Carbon Credit Market Executive Summary
The Global Carbon Credit market was valued at USD 760.28 Billion in 2021 and is expected to grow at a CAGR of 21.14% during the forecast period of 2023-2028. Demand for carbon credits is expected to increase drastically in the near future due to the growing number of corporate net-zero commitments. Purchasing carbon credits allows corporations to become carbon-neutral today while they continue to work to reduce their emissions
History of Carbon Credits
The concept of carbon credits was first introduced by the United Nations Framework Convention on Climate Change (UNFCCC) in 1997. The UNFCCC established the Clean Development Mechanism (CDM), which allows developed countries to earn carbon credits by investing in emissions-reducing projects in developing countries.
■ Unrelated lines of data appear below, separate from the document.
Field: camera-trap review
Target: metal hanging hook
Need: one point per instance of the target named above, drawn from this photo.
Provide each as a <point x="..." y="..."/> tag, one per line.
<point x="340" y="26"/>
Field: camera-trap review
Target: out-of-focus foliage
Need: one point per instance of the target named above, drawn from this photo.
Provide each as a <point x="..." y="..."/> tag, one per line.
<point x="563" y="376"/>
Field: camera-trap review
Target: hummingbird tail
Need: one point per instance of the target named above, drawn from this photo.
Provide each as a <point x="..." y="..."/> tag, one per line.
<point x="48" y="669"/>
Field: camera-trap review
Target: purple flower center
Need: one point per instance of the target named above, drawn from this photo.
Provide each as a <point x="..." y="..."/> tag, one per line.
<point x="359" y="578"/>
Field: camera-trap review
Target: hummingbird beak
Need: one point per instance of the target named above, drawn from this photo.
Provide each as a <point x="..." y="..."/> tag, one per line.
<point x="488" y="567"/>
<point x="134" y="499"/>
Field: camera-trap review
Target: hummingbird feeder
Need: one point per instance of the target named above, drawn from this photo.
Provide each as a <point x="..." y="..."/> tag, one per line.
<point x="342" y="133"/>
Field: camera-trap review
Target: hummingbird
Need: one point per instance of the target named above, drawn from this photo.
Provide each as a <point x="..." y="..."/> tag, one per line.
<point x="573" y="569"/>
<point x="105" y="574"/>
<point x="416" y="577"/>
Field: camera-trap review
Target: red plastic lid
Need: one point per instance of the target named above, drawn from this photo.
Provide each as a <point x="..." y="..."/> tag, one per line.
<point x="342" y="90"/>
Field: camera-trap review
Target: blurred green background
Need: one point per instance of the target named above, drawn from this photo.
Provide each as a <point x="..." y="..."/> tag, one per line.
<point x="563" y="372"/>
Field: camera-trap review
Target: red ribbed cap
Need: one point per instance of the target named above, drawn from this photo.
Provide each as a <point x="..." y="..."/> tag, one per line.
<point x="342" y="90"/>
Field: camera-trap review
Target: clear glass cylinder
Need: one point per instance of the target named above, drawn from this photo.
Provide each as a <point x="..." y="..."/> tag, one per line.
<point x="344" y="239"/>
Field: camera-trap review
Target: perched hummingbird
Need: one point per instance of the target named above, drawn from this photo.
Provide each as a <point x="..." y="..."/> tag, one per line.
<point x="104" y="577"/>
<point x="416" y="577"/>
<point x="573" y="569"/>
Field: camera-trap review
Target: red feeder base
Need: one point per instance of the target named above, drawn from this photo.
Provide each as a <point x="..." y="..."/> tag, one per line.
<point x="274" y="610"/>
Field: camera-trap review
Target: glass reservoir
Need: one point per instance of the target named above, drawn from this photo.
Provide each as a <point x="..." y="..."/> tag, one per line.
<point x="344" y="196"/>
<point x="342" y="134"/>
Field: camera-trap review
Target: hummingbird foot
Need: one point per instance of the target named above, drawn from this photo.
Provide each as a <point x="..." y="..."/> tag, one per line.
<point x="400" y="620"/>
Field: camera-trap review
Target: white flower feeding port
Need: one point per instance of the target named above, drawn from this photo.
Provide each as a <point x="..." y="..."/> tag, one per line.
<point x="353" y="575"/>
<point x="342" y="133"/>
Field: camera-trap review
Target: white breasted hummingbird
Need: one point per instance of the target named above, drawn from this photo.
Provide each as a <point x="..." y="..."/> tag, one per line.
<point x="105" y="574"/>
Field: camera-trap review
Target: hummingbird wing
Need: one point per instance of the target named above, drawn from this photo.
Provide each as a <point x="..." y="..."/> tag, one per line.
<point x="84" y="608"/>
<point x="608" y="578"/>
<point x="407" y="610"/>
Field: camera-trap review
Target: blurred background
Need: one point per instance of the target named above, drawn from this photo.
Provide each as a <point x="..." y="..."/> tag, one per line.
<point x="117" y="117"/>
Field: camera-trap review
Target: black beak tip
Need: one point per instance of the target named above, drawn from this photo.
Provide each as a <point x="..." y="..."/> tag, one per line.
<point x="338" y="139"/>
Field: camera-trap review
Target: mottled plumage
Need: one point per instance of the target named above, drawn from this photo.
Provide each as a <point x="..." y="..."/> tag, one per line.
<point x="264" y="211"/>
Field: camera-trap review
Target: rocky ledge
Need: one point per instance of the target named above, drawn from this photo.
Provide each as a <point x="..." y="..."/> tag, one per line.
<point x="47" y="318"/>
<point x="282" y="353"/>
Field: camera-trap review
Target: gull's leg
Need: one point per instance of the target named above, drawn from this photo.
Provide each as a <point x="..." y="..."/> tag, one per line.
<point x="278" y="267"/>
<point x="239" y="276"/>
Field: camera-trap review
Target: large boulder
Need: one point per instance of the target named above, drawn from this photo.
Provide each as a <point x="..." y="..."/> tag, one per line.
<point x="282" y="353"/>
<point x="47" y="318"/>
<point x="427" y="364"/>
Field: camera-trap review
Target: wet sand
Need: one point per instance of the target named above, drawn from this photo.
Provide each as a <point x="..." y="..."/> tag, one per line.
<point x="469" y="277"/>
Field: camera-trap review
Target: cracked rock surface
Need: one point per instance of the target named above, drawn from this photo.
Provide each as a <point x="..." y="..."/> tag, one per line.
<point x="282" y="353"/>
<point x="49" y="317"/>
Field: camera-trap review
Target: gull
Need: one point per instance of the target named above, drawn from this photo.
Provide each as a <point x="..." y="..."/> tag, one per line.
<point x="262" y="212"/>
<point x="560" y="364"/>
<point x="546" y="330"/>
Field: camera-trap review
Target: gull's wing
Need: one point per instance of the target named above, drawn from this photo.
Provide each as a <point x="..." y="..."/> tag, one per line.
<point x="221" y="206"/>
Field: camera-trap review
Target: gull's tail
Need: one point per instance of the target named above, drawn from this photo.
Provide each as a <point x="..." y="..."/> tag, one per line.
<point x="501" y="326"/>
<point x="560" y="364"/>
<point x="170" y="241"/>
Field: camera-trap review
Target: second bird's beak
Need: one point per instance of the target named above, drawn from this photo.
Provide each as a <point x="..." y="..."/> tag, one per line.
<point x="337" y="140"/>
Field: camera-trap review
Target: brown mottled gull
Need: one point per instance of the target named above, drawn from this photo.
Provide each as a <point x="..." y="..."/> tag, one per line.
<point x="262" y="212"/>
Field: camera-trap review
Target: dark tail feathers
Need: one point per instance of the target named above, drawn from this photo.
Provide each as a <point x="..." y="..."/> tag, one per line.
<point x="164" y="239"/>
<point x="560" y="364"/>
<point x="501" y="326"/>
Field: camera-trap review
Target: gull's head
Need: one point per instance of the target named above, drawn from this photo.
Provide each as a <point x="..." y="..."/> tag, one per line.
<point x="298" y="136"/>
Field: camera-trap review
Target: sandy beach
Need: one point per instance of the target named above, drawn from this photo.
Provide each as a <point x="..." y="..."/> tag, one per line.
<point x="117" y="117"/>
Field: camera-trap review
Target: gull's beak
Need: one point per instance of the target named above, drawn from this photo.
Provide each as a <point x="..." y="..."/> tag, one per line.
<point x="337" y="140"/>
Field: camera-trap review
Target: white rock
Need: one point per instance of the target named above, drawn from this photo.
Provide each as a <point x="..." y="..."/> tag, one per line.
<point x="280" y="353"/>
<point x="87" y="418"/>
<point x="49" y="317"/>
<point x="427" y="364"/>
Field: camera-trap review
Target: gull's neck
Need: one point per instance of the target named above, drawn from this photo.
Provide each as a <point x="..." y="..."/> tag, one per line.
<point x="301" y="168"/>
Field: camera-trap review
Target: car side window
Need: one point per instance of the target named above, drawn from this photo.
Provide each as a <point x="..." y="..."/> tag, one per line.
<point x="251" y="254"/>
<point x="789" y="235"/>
These credits can then be used to offset emissions in their home countries.
Carbon Credit Programs and Exchanges
One of the most popular carbon credit programs is the European Union Emissions Trading System (EU ETS). Launched in 2005, the EU ETS is the largest carbon market in the world and covers more than 11,000 power plants and industrial facilities in 31 countries. In addition to the EU ETS, there are other carbon credit programs and exchanges that operate on a regional or national level. These programs allow businesses, organizations, and individuals to offset their carbon emissions by purchasing carbon credits from emissions-reducing projects.
Benefits of Carbon Credits
One of the benefits of carbon credits is that they provide a flexible and cost-effective way for businesses and organizations to reduce their carbon footprint. Instead of investing in expensive emissions-reducing technologies, companies can purchase carbon credits from existing emissions-reducing projects. This allows them to meet their emissions reduction targets at a lower cost and supports the growth of the emissions-reducing industry. Carbon credits also provide a way for individuals to reduce their carbon footprint.
Criticisms of Carbon Credits
While carbon credits are popular and effective, there are also criticisms of the system. Some argue that they can be used as a way for companies to avoid making necessary investments in emissions-reducing technologies. Others argue that carbon credits can be subject to fraud and abuse, with companies claiming to have reduced emissions when they have not.
As more private companies seek to engage in the offset market, recent advances have been fuelled by a rise in voluntary demand for these credits. Since projects with societal benefits coupled with emissions reductions are perceived as more attractive to voluntary buyers, these corporations have been under pressure from shareholders and the general public to drive this in recent years.
The demand increase in the offsetting market is caused by a rising awareness of environmental challenges on a global level, catalyzed by COP26. More and more companies are recognizing the environmental and social value of offsetting projects and taking climate action by compensating for their carbon footprint.
The voluntary market segment is expected to grow tremendously in the upcoming years. Voluntary carbon credits, whilst historically transacted through bespoke bilateral agreements between buyer and seller, can increasingly be bought through specialized carbon credit exchanges and trading platforms. Given the growth of the voluntary carbon credit market, more established exchanges are looking to launch their own offerings.
In conclusion, carbon credits are a powerful tool for reducing carbon emissions and promoting sustainability. Despite criticisms, they provide businesses, organizations, and individuals with a flexible and cost-effective way to offset their carbon emissions and support the growth of the emissions-reducing industry. As the impacts of climate change become increasingly apparent, the use of carbon credits is likely to become even more important in the years to come.